Đàng Trong (chữ Nôm: 唐冲, lit. "Inner Circuit"), also known as Nam Hà (南河, "South of the River"), was the region of Vietnam south of the Gianh River, under the lordship of the Nguyễn clan, and later expanded through Vietnamese southward expansion. It was bordered to the north by Đàng Ngoài, ruled by the Lê–Trịnh.
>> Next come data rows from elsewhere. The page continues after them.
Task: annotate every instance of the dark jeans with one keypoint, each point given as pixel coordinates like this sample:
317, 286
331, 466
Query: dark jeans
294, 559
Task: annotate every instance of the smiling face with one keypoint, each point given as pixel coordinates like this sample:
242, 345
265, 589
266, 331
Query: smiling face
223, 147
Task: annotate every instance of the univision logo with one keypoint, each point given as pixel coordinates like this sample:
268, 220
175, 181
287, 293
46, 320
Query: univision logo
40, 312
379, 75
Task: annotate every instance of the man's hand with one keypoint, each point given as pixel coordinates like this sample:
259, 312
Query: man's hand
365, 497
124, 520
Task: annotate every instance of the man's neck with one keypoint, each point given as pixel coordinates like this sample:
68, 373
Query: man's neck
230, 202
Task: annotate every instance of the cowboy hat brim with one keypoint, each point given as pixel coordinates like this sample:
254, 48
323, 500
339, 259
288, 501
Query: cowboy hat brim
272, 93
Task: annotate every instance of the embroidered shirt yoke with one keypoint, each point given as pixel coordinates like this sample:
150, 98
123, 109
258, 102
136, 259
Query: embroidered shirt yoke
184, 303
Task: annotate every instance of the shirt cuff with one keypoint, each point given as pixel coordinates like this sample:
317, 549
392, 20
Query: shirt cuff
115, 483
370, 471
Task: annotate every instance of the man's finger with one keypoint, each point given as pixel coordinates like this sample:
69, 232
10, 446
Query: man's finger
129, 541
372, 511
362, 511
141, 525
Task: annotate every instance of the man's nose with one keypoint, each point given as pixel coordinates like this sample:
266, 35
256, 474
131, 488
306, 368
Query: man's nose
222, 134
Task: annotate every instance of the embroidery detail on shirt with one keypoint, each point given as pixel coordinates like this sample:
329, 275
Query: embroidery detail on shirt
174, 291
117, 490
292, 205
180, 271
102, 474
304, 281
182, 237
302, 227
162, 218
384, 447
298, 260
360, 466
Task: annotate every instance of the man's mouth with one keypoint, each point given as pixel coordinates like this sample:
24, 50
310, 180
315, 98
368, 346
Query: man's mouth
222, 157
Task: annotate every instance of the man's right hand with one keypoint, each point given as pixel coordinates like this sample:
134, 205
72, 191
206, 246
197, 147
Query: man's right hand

Throughout the 17th century and most of the 18th century, the Nguyễn lords, though claiming loyalty to the Lê emperors in Thăng Long (Hanoi), ruled Đàng Trong as a de facto independent kingdom. Nguyễn rulers titled themselves as Chúa (chữ Nôm: 主, lit. "Lord") instead of Vua (chữ Nôm: 𤤰, lit. "King") until Lord Nguyễn Phúc Khoát officially claimed the title Vũ Vương (chữ Nôm: 武王, lit. "Martial King") in 1744. (Note: This action does not necessarily mean Nguyễn Phúc Khoát renounced his status as a nominal subject of Lê emperors. For an analogy, in 216 Emperor Xian of Han bestowed the nominal vassal king title "King of Wei" (魏王) upon Grand chancellor Cao Cao)

==Names==
The terms Đàng Trong and Đàng Ngoài originated in the 1620s and were first recorded in the Dictionarium Annamiticum Lusitanum et Latinum by Alexandre de Rhodes. Contemporary European sources referred to Đàng Trong as Cochinchina and its variants. Other foreigners also referred to it as the Kingdom of Quảng Nam (chữ Hán: 廣南國, Quảng Nam quốc) after the Quảng Nam Governorate where the important harbor Hội An (Faifo) located, hence the Dutch term Quinam.